Privacy Policy
February/2026
TUGGI Technologies values your privacy. This policy describes how we collect, use, protect, and handle your data, in strict compliance with the General Data Protection Law (LGPD - Brazil) and the General Data Protection Regulation (GDPR - European Union).
1. Data We Collect
For TUGGI to function as your cultural copilot, we collect minimal and essential information:
- Account and Authentication Data: When creating an account via email or partner providers (Google, Apple, Facebook), we receive basic profile data (Name, Email, and user ID generated by our secure Supabase infrastructure).

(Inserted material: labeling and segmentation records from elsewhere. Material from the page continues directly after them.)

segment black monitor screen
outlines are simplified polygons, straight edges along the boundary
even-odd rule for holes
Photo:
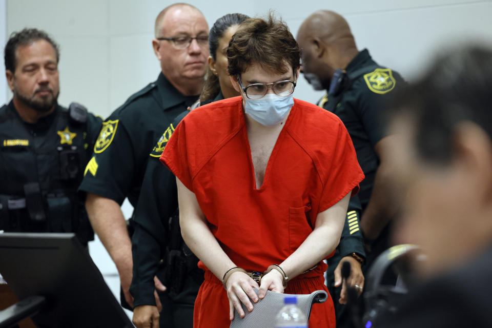
[[[39,327],[133,327],[73,234],[0,233],[0,274],[19,300],[46,298]]]

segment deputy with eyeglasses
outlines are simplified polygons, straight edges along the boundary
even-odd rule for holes
[[[293,97],[300,52],[284,23],[246,20],[227,58],[241,96],[192,111],[160,157],[176,177],[183,239],[205,271],[200,327],[229,327],[235,310],[254,316],[267,291],[327,292],[323,260],[364,177],[341,121]],[[309,326],[334,328],[331,299],[313,307]]]
[[[155,140],[198,98],[209,56],[208,31],[203,15],[190,5],[175,4],[160,12],[152,46],[161,72],[157,80],[131,95],[104,122],[80,187],[87,193],[86,207],[94,231],[118,269],[122,304],[126,301],[130,309],[141,300],[134,300],[129,290],[132,246],[120,206],[126,197],[136,205]],[[162,304],[167,310],[161,314],[160,321],[166,323],[162,326],[172,327],[169,322],[175,321],[173,303],[161,278],[158,273],[154,279],[160,297],[156,293],[155,300],[158,308]]]

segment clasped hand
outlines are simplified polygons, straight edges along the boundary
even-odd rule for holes
[[[243,318],[245,314],[241,304],[246,305],[248,311],[253,311],[253,305],[251,300],[256,303],[266,295],[267,291],[276,293],[283,292],[283,277],[277,270],[271,270],[261,277],[261,283],[258,283],[245,273],[240,272],[233,273],[227,279],[226,290],[229,299],[229,319],[234,318],[234,309]],[[259,290],[257,296],[253,290]]]

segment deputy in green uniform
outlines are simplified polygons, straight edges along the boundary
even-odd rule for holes
[[[225,50],[239,25],[248,18],[242,14],[227,14],[214,24],[209,35],[208,77],[200,97],[190,110],[178,115],[170,124],[150,154],[134,214],[135,229],[132,238],[134,266],[130,291],[135,298],[145,300],[144,304],[150,305],[135,310],[133,321],[137,327],[149,326],[157,314],[155,307],[152,306],[152,278],[158,270],[161,258],[163,260],[160,266],[164,268],[164,279],[170,282],[167,286],[169,295],[179,296],[180,291],[180,295],[193,297],[186,302],[181,300],[182,303],[192,304],[187,309],[191,315],[179,326],[193,326],[192,304],[203,282],[203,271],[198,268],[198,258],[188,248],[181,236],[176,177],[162,165],[159,157],[175,128],[190,110],[223,99],[224,96],[239,95],[227,73]],[[184,305],[181,308],[183,309]]]
[[[89,218],[116,265],[122,302],[126,300],[130,308],[147,304],[147,300],[138,292],[134,300],[129,292],[132,245],[120,206],[128,197],[136,206],[149,154],[174,118],[196,100],[209,55],[208,26],[194,7],[178,4],[167,7],[157,16],[155,28],[152,44],[161,72],[155,82],[130,96],[103,124],[80,188],[88,193]],[[140,247],[145,244],[135,246]],[[161,293],[160,299],[156,296],[152,301],[162,304],[161,326],[188,326],[193,308],[191,313],[182,314],[180,306],[189,305],[190,298],[165,291],[167,282],[161,271],[155,281]]]
[[[58,46],[44,32],[25,29],[4,51],[13,93],[0,108],[0,230],[75,232],[94,239],[77,194],[101,119],[59,93]]]
[[[327,278],[329,288],[333,288],[334,279],[335,285],[339,285],[339,270],[344,261],[351,261],[351,276],[361,275],[360,264],[351,258],[363,255],[361,232],[364,241],[372,246],[365,259],[364,271],[372,259],[388,247],[387,223],[395,209],[387,201],[385,193],[387,165],[383,154],[392,137],[385,134],[378,105],[402,79],[395,72],[378,65],[367,50],[359,51],[346,21],[333,12],[321,10],[310,16],[299,29],[297,41],[302,49],[304,77],[315,89],[328,92],[319,105],[343,122],[365,175],[358,199],[354,197],[348,207],[348,231],[345,230],[342,236],[342,240],[350,238],[350,242],[343,243],[348,248],[330,260]],[[360,222],[353,220],[356,217],[360,219]],[[348,284],[362,292],[363,278],[362,283],[353,283],[354,280],[350,278]],[[343,291],[341,301],[346,300]],[[335,292],[340,293],[338,289]],[[344,307],[338,302],[335,305],[337,326],[352,326]]]

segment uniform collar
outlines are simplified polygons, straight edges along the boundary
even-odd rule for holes
[[[347,73],[355,71],[371,60],[371,55],[369,54],[369,51],[367,49],[364,49],[360,51],[357,56],[350,61],[350,63],[345,68],[345,70],[347,71]]]
[[[156,81],[157,85],[157,90],[161,97],[161,104],[162,108],[165,110],[174,107],[178,105],[184,104],[186,107],[188,107],[198,97],[196,96],[184,96],[178,91],[171,82],[166,78],[162,72],[159,73],[157,80]]]
[[[24,120],[22,118],[20,117],[20,115],[19,115],[18,112],[17,111],[17,109],[15,108],[15,106],[14,105],[14,101],[13,100],[11,100],[10,102],[9,102],[9,108],[12,111],[12,112],[18,117],[28,128],[30,129],[31,130],[36,132],[41,132],[43,131],[46,131],[51,126],[52,124],[53,121],[55,120],[55,118],[56,117],[56,115],[58,114],[58,112],[59,111],[59,107],[57,103],[55,105],[55,110],[53,111],[51,113],[50,113],[48,115],[46,116],[43,116],[43,117],[40,118],[37,120],[37,122],[36,123],[29,123],[28,122]]]

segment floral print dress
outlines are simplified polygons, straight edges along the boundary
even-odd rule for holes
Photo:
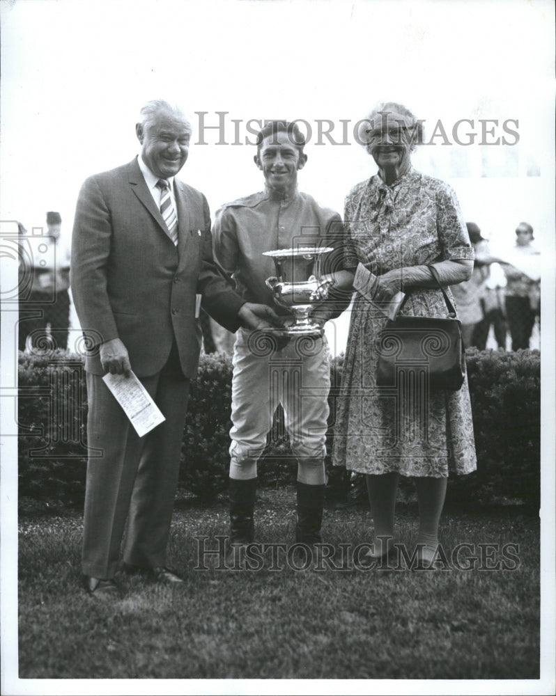
[[[375,275],[404,266],[474,258],[454,191],[410,168],[390,186],[377,175],[346,199],[345,267]],[[447,292],[450,294],[449,289]],[[451,299],[451,297],[450,298]],[[409,292],[409,316],[446,317],[440,289]],[[406,386],[378,387],[376,338],[387,319],[359,293],[352,309],[338,400],[332,462],[367,474],[447,477],[477,468],[467,376],[459,391],[425,399]]]

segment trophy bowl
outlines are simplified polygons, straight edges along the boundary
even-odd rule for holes
[[[321,276],[321,261],[324,254],[332,251],[330,246],[307,246],[263,253],[263,256],[274,259],[276,267],[276,276],[265,280],[267,287],[272,291],[275,302],[289,310],[295,318],[286,329],[290,335],[322,333],[321,327],[311,321],[309,314],[314,306],[328,294],[330,281]]]

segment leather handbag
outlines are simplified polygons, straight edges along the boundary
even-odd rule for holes
[[[448,310],[446,318],[400,317],[388,321],[377,340],[378,362],[377,386],[395,387],[403,381],[429,389],[457,391],[463,383],[465,354],[461,338],[461,322],[446,291],[440,285],[435,268],[428,266],[442,290]]]

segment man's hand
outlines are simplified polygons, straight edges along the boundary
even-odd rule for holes
[[[284,323],[268,305],[246,302],[238,313],[242,326],[247,329],[283,329]]]
[[[119,338],[112,338],[100,346],[100,363],[112,374],[130,376],[131,365],[128,349]]]

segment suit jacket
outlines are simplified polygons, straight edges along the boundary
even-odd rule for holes
[[[101,343],[119,338],[139,377],[162,369],[174,337],[184,374],[197,369],[203,306],[229,331],[244,303],[213,258],[204,196],[174,179],[178,242],[173,244],[137,158],[82,187],[72,239],[71,287],[85,336],[86,369],[103,374]]]

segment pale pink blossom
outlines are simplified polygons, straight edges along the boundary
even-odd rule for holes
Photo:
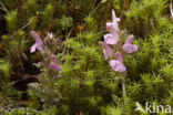
[[[111,60],[110,61],[110,66],[115,72],[120,72],[120,73],[125,72],[126,67],[123,64],[121,53],[120,52],[115,53],[115,56],[116,56],[116,60]]]
[[[129,35],[125,43],[122,46],[123,51],[125,51],[126,53],[133,53],[139,50],[138,45],[132,44],[133,38],[134,38],[133,34]]]
[[[44,52],[43,42],[41,38],[39,36],[39,34],[34,31],[31,31],[31,35],[34,38],[35,43],[31,46],[30,52],[33,53],[35,52],[35,50],[39,50],[43,53]]]
[[[55,62],[54,54],[51,54],[50,60],[51,60],[51,63],[49,65],[49,69],[54,70],[57,72],[61,71],[61,67]]]
[[[112,49],[106,43],[100,41],[99,44],[103,46],[104,60],[108,60],[108,56],[112,56],[113,54]]]

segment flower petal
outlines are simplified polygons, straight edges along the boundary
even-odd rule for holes
[[[30,52],[31,52],[31,53],[35,52],[37,46],[38,46],[37,43],[34,43],[34,44],[31,46]]]
[[[114,38],[112,34],[105,34],[104,35],[104,42],[106,44],[116,44],[119,41],[119,38]]]
[[[31,31],[31,35],[34,38],[35,43],[37,43],[38,45],[43,45],[42,40],[41,40],[40,35],[39,35],[37,32]]]
[[[61,67],[54,62],[50,63],[49,69],[54,70],[57,72],[61,71]]]
[[[100,41],[99,44],[103,46],[104,60],[108,60],[108,56],[112,56],[113,54],[112,49],[106,43]]]
[[[115,72],[125,72],[126,71],[126,67],[116,60],[111,60],[110,65],[111,65],[112,70]]]

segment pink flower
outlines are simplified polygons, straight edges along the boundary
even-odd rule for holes
[[[113,34],[105,34],[104,42],[106,44],[116,44],[119,41],[119,36],[114,36]]]
[[[50,60],[51,60],[51,63],[49,65],[49,69],[54,70],[57,72],[61,71],[61,67],[55,63],[54,54],[51,54]]]
[[[112,49],[106,43],[100,41],[99,44],[103,46],[104,60],[108,60],[108,56],[112,56],[113,54]]]
[[[126,67],[124,66],[123,62],[122,62],[122,55],[120,52],[115,53],[115,56],[118,60],[111,60],[110,61],[110,66],[112,67],[113,71],[115,72],[125,72]]]
[[[104,35],[104,42],[106,44],[116,44],[119,41],[118,21],[120,21],[120,19],[115,17],[114,10],[112,10],[112,22],[106,22],[106,29],[111,32],[111,34]]]
[[[41,38],[39,36],[39,34],[34,31],[31,31],[31,35],[34,38],[35,43],[31,46],[30,52],[33,53],[38,49],[39,51],[41,51],[43,53],[44,52],[43,42],[42,42]]]
[[[114,10],[112,10],[112,22],[106,22],[106,29],[111,32],[119,31],[118,22],[120,22],[120,18],[116,18]]]
[[[123,51],[125,51],[126,53],[133,53],[139,50],[138,45],[132,44],[133,38],[134,38],[133,34],[129,35],[125,43],[122,46]]]

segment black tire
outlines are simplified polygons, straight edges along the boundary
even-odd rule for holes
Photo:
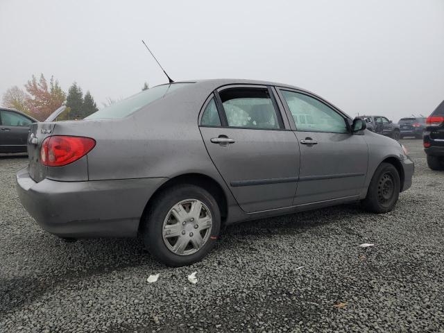
[[[400,195],[400,183],[396,168],[390,163],[381,163],[373,174],[367,196],[362,200],[363,206],[373,213],[391,211]]]
[[[197,252],[180,255],[169,250],[164,241],[164,220],[175,205],[188,199],[198,200],[208,208],[211,230],[207,240]],[[169,187],[156,196],[151,206],[143,221],[142,237],[148,250],[160,262],[174,267],[189,265],[202,259],[214,246],[221,228],[221,213],[214,198],[205,189],[193,185]]]
[[[400,137],[401,137],[401,133],[399,130],[395,130],[391,135],[392,139],[394,139],[396,141],[400,141]]]
[[[427,155],[427,164],[432,170],[442,171],[444,170],[444,157]]]

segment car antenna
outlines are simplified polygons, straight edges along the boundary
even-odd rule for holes
[[[165,70],[164,69],[164,67],[162,67],[162,65],[160,65],[160,63],[157,61],[157,60],[155,58],[155,57],[154,56],[154,55],[153,54],[153,52],[151,52],[151,50],[150,50],[149,47],[148,47],[148,46],[145,44],[145,42],[144,42],[144,40],[142,40],[142,42],[144,43],[144,45],[145,45],[145,47],[148,49],[148,51],[150,51],[150,53],[151,53],[151,56],[153,56],[153,58],[154,58],[154,60],[155,60],[155,62],[157,63],[157,65],[160,67],[160,68],[162,68],[162,70],[164,71],[164,73],[165,74],[165,75],[166,76],[166,77],[168,78],[168,80],[169,80],[170,83],[174,83],[174,81],[173,80],[171,80],[171,78],[170,78],[169,76],[169,75],[166,74],[166,72],[165,71]]]

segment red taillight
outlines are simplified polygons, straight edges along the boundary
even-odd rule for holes
[[[90,137],[48,137],[42,144],[40,159],[47,166],[62,166],[83,157],[95,145],[96,141]]]
[[[432,126],[438,126],[444,122],[444,116],[430,116],[425,122]]]

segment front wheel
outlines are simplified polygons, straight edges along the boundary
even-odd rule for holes
[[[362,204],[366,210],[373,213],[390,212],[398,201],[400,188],[396,168],[390,163],[381,163],[375,171]]]
[[[152,203],[143,225],[150,253],[171,266],[200,261],[216,244],[221,214],[205,189],[191,185],[168,188]]]
[[[427,155],[427,164],[432,170],[441,171],[444,170],[444,157],[429,156]]]

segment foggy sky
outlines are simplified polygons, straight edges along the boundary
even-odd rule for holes
[[[397,121],[444,99],[444,1],[0,0],[0,96],[43,73],[99,107],[166,79],[239,78],[311,90]]]

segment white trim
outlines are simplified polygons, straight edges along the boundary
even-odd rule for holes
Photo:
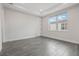
[[[6,39],[3,41],[3,43],[5,42],[9,42],[9,41],[16,41],[16,40],[22,40],[22,39],[29,39],[29,38],[34,38],[34,37],[38,37],[40,36],[40,34],[37,34],[37,35],[32,35],[32,36],[26,36],[26,37],[22,37],[22,38],[15,38],[15,39]]]
[[[44,35],[44,34],[42,34],[42,36],[44,36],[44,37],[48,37],[48,38],[54,38],[54,39],[57,39],[57,40],[62,40],[62,41],[66,41],[66,42],[71,42],[71,43],[75,43],[75,44],[79,44],[79,42],[78,41],[73,41],[73,40],[69,40],[69,39],[65,39],[65,38],[61,38],[61,37],[54,37],[54,36],[48,36],[48,35]]]

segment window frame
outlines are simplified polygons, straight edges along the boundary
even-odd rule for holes
[[[68,14],[68,12],[67,11],[65,11],[65,12],[62,12],[62,13],[59,13],[59,14],[56,14],[56,15],[54,15],[54,16],[50,16],[50,17],[48,17],[48,21],[49,21],[49,18],[52,18],[52,17],[56,17],[56,30],[52,30],[52,31],[68,31],[68,28],[66,28],[66,29],[64,29],[64,30],[59,30],[58,29],[58,23],[60,23],[59,21],[58,21],[58,16],[59,15],[63,15],[63,14],[67,14],[67,20],[64,20],[63,22],[67,22],[68,23],[68,20],[69,20],[69,14]],[[49,25],[49,24],[48,24]],[[67,25],[66,25],[67,26]],[[51,30],[48,30],[48,31],[51,31]]]

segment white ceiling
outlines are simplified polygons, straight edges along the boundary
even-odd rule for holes
[[[24,13],[29,13],[36,16],[46,16],[51,12],[56,12],[63,8],[67,8],[75,4],[67,3],[6,3],[5,7],[15,9]]]

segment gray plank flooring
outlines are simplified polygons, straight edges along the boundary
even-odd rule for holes
[[[3,43],[1,56],[77,56],[78,45],[46,37]]]

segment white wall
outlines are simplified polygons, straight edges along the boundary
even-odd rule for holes
[[[67,11],[69,13],[68,31],[48,31],[47,20],[49,16],[53,16],[55,14],[52,13],[51,15],[44,17],[42,20],[42,35],[79,44],[79,5],[67,8]]]
[[[39,17],[5,8],[5,39],[13,41],[40,36]]]
[[[4,9],[3,9],[3,6],[2,4],[0,4],[0,51],[2,50],[2,20],[4,19]]]

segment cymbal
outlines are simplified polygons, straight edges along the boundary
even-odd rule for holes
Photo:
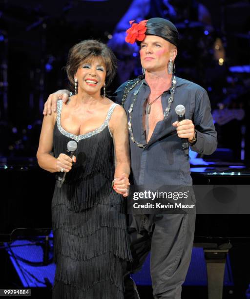
[[[175,24],[175,27],[177,29],[185,29],[186,28],[198,28],[203,27],[204,26],[201,22],[199,21],[184,21],[181,23],[177,23]]]
[[[226,5],[229,8],[246,8],[250,7],[250,3],[247,2],[238,2]]]
[[[250,65],[233,65],[229,67],[229,70],[231,73],[250,73]]]
[[[250,33],[235,33],[234,34],[235,36],[241,38],[242,39],[250,39]]]

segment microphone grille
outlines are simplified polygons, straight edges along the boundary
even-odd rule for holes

- Geolocation Data (GPS): TUGGI requires real-time location access (including in the background) to trigger audio exactly when you cross a Point of Interest (POI).
- Usage and Telemetry Data: We collect information about application interactions, such as which audios were played, selected languages, and system stability metrics.
2. How We Use Your Data (Anonymized Telemetry)
- Service Operation: We use your location strictly to calculate the direction vector and proximity to cultural triggers, ensuring audio delivery at the correct timing.
- Territorial Intelligence (The B2G Standard): Geolocation and audio playback data are de-linked from your personal identity (anonymized) before being stored for flow analysis. We provide aggregated reports to Governments and Rental Companies (e.g., "How many plays occurred at monument X today") without ever exposing who the user was. We track cultural flows, not individuals.
3. Data Sharing
- We do not sell your data. TUGGI does not trade Personally Identifiable Information (PII) with data brokers or ad networks.
- We share data only with infrastructure providers strictly necessary for the app to function, such as secure cloud services (e.g., Supabase for database/authentication and Google Cloud for the Text-to-Speech engine). These partners operate under strict confidentiality agreements.
4. Security and Retention
- We employ end-to-end encryption in transit and at rest. Access to corporate databases and the City OS dashboard is protected by Role-Based Access Control (RBAC), ensuring data isolation.
- We retain your personal data only for as long as necessary to provide the service. Anonymized telemetry data may be retained permanently for product improvement.
5. Your Rights (LGPD and GDPR)
You have full control over your data. At any time, you can request:
- Access, correction, or portability of your information.
- The revocation of GPS use consent (which will make the app's core functionality impossible).
- The permanent deletion of your account and personal data. To exercise this right, access our Data Deletion Page or use the native function within the app.
6. Contacting the Data Protection Officer (DPO)
If you have questions about this policy or the processing of your data, please contact our Data Protection Officer (DPO) through our Contact page, by selecting the Support option.
7. Children's Privacy
TUGGI does not knowingly collect data from children under 13 without parental consent. If we discover we have collected such data, we will take steps to delete it immediately.